HopeME profile image
HopeME in reply toPoodle2

That is the point at which 50% of the patients have progressed or died. Just like any median calculation. 😀. I hope you are doing well.

Thanks,

Mark

Poodle2 profile image
Poodle2 in reply toHopeME

Gosh, sounds so morbid. Thanks Mark...I'm doing great, thank you. Have been surprisingly quite healthy, much better than last year at this time...so I'm just waiting for the storm🙂hope you are good yourself!❤️

HopeME profile image
HopeME in reply toPoodle2

Let’s hope your storm stays out at sea indefinitely!

Skyshark profile image
Skyshark in reply toHopeME

Progression free survival is not time to next treatment. On short duration therapies V+O and V+I it's the time from start of treatment to detectable progression by blood test, just like an initial diagnosis. That will be some time after someone that is uMRD4 has converted to become dMRD4. Once progression is detected (blue line) there is a further time during which it progresses to treatable (grey line).

Link below to CLL14 trial V+O.

Slide 14 shows overall median is 76.6 months. (Blue line on plot)

Slide 17 shows time to next treatment (TTNT), median TTNT has not been reached, it's still around 60%. Median TTNT will be over 100 months - about 2 years longer than time to progression. For the first 3 years of CLL14 trial it was about the same, patients that were found to be progressing needed treatment. After 3 years there is a widening gap between progression and TTNT. This time will be longer for slower mCLL than faster uCLL. (Grey line on plot)

Slide 19 shows Overall survival, this is 78% at 6 years, CLL14 patients had a median age of 72 and were frail or in poor health with a high CIRS score >6, (slide 4). They were not suitable for FCR or BR.

Slide 22 shows conversion from uMRD4 to low dMRD4, to high dMRD and to Progressive Disease.

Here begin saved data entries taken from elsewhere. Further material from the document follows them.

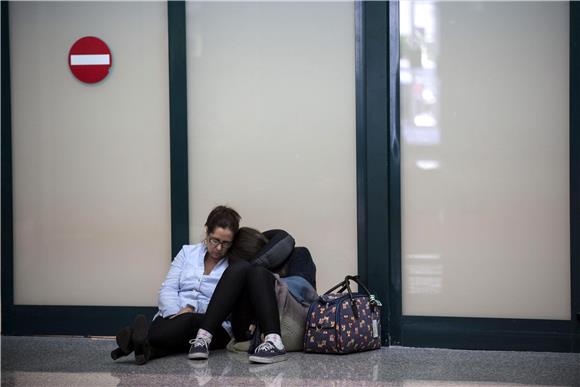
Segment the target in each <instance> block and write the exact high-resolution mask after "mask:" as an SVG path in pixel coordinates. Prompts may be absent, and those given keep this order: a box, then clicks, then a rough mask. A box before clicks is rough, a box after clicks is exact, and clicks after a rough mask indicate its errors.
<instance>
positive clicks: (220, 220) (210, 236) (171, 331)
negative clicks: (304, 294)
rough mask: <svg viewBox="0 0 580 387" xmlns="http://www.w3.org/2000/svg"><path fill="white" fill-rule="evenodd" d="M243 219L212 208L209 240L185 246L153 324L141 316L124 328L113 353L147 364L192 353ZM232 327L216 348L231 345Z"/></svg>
mask: <svg viewBox="0 0 580 387" xmlns="http://www.w3.org/2000/svg"><path fill="white" fill-rule="evenodd" d="M239 222H240V215H239V214H238V213H237V212H236V211H235V210H233V209H232V208H229V207H226V206H218V207H216V208H214V209H213V210H212V211H211V213H210V214H209V216H208V218H207V221H206V223H205V227H206V238H205V239H204V240H203V242H201V243H198V244H196V245H186V246H183V248H182V249H181V251H180V252H179V253H178V254H177V256H176V257H175V259H174V260H173V262H172V263H171V267H170V269H169V273H168V274H167V277H166V279H165V281H164V282H163V284H162V285H161V289H160V291H159V311H158V313H157V314H156V315H155V317H154V319H153V322H152V323H151V326H150V327H149V326H148V325H149V324H148V321H147V318H146V317H145V316H143V315H139V316H137V317H136V318H135V321H134V323H133V326H132V327H125V328H123V329H121V330H120V331H119V333H117V336H116V340H117V345H118V346H119V347H118V348H117V349H115V350H114V351H113V352H111V357H112V358H113V360H116V359H118V358H120V357H122V356H127V355H129V354H130V353H131V352H133V351H134V352H135V361H136V362H137V364H145V363H146V362H147V361H148V360H149V359H151V358H156V357H162V356H166V355H168V354H171V353H176V352H184V353H186V352H187V351H188V349H189V341H190V340H191V339H192V338H194V337H195V334H196V332H197V331H198V329H199V328H200V324H201V321H202V320H203V317H204V314H205V312H206V309H207V307H208V304H209V301H210V299H211V297H212V295H213V292H214V290H215V288H216V286H217V283H218V281H219V280H220V278H221V276H222V274H223V273H224V271H225V270H226V268H228V266H229V265H230V262H229V260H228V258H227V257H226V253H227V251H228V249H229V248H230V246H231V244H232V242H233V240H234V236H235V234H236V233H237V231H238V229H239ZM234 266H236V265H235V264H234ZM229 330H230V328H229V323H227V322H224V323H222V325H221V326H220V327H219V328H218V329H217V330H216V332H215V334H214V338H213V340H212V343H211V348H215V349H217V348H225V346H226V345H227V343H228V342H229V340H230V334H229Z"/></svg>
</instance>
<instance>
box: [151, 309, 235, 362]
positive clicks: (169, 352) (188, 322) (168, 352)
mask: <svg viewBox="0 0 580 387" xmlns="http://www.w3.org/2000/svg"><path fill="white" fill-rule="evenodd" d="M203 318H204V315H203V314H198V313H183V314H180V315H179V316H176V317H174V318H169V317H167V318H162V317H160V316H159V317H157V318H156V319H155V320H153V322H152V323H151V326H150V327H149V334H148V339H149V344H150V345H151V358H157V357H162V356H166V355H169V354H171V353H177V352H187V351H188V350H189V347H190V344H189V340H191V339H193V338H195V335H196V333H197V330H198V329H199V328H200V325H201V322H202V321H203ZM229 340H230V335H229V334H228V333H227V332H226V330H225V329H224V328H223V327H222V326H221V324H220V326H219V327H218V328H217V329H216V331H215V334H214V337H213V339H212V341H211V345H210V348H212V349H221V348H225V347H226V345H227V344H228V342H229Z"/></svg>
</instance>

Very few are remaining with uMRD4, it's only a matter of time until they are detected as progressing (I don't think this is a "cure"). Time between conversion from uMRD4 to dMRD4 and progression is difficult to determine, at 18 months about 50% were uMRD4, it could be years or a year.

Slides 23 and 24 show that those that failed to reach uMRD4 have poor outcomes. Unlike other KM plots these 2 are time from end of treatment.

medically.gene.com/global/e...

For continuous BTKi therapy there is usually little time between detectable progression and next treatment. It can be a rush, which has led to trials of "rapid dose escalation" for getting up to full dose on Venetoclax in TEN days instead of 5 weeks, obviously starting with a low but increasing B-cell burden.

MRD - Measurable/(Minimal) residual disease.

MRD4 - MRD tested at 10,000 cells (10^4)

uMRD4 - undetectable MRD4, no CLL cells detected in 10,000

dMRD4 - CLL detected in 10,000 cells.